The session's traffic light comes from a risk score, not from any single finding:

  • Every non-declined finding contributes points — stronger kinds contribute more, human-approved findings count 1.5×, and longer incidents count up to 2×.
  • Repeats of the same signal saturate: 40 "looked away" findings caused by bad lighting won't turn a session red by themselves. Different signals compound: a few glances plus a phone plus talking will.
  • The score is normalized per monitored hour, so long exams aren't penalized for accumulating noise.
  • 🔴 red = high score, or a proctor-confirmed strong finding (approved "different person" / "second person", or a manual cheating flag — these are red regardless of score). 🟡 yellow = moderate score, or any unreviewed strong finding (strong evidence never silently disappears into green). 🟢 green = nothing meaningful.
  • Reviewing findings moves the light: declining false positives removes their points (and they will never come back on future runs); approving real ones increases their weight. Your manual flag always wins — switch the session to manual mode and set your own verdict at any time; the AI never overwrites it.

Usage scenarios

  • High-stakes certification: Video + all detections + defaults; review every yellow/red; approve/decline each finding; finalize with manual flag. The audit history (who reviewed what, when) is your defensible record.
  • High-volume hiring screen: Photo mode + person count + identity check only (cheap, fast); sort the session list by verdict; only open reds.
  • Open-book or calculator-allowed exams: Disable forbidden objects (or raise its confidence), raise the face-position angle — candidates legitimately look down at materials.
  • Noisy environments (home candidates): Disable voice activity or accept and bulk-decline; keep muted-mic on to catch disabled microphones.
  • Investigating a complaint: Re-run with a denser interval and stricter thresholds on the specific session; new findings merge with the existing review instead of replacing it.
  • Budget-conscious: Run exams without AI; retroactively enable it only on the sessions where the score matters (top candidates, disputed results).

Good to know

  • Does the AI fail candidates automatically? No. It flags and scores; humans decide. Unreviewed strong findings keep a session at least yellow so nothing slips through unseen.
  • When does analysis run? Automatically when the session completes (if enabled), typically finishing within minutes; long video sessions take longer.
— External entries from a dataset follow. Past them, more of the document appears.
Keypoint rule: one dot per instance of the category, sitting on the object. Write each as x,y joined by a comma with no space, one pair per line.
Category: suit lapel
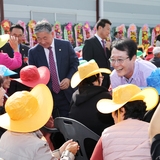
42,56
58,53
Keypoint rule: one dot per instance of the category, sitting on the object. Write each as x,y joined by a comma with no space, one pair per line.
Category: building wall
119,12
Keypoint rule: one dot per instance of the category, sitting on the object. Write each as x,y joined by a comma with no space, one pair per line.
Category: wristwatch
68,154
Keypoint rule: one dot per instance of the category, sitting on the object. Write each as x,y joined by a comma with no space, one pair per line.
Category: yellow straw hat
3,39
85,70
128,93
27,111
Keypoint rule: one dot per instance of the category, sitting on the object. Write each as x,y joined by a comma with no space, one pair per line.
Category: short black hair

You can watch progress live.
  • What can't it see? Screen content (use screen recordings + manual review), a second device outside the frame, and anything before the webcam starts.
  • Photo vs video? Photo is lighter on candidates' bandwidth and cheaper; video adds audio checks, incident durations, and red-escalation of sustained behavior. High-stakes → video.
  • Who can do what? Admins, managers, and operators run and enable analyses. Task-scoped users can re-run analyses on tasks they can edit. Enabling retroactively (which costs credits) is admin/manager/operator only.
  • Changed your detection settings? New settings apply to future runs. Re-run the analysis to apply them to an existing session — pending findings from disabled kinds are cleaned up automatically; reviewed ones stay.
  • Can a declined finding come back? No — declines are permanent per finding, survive every re-run, and keep their audit trail.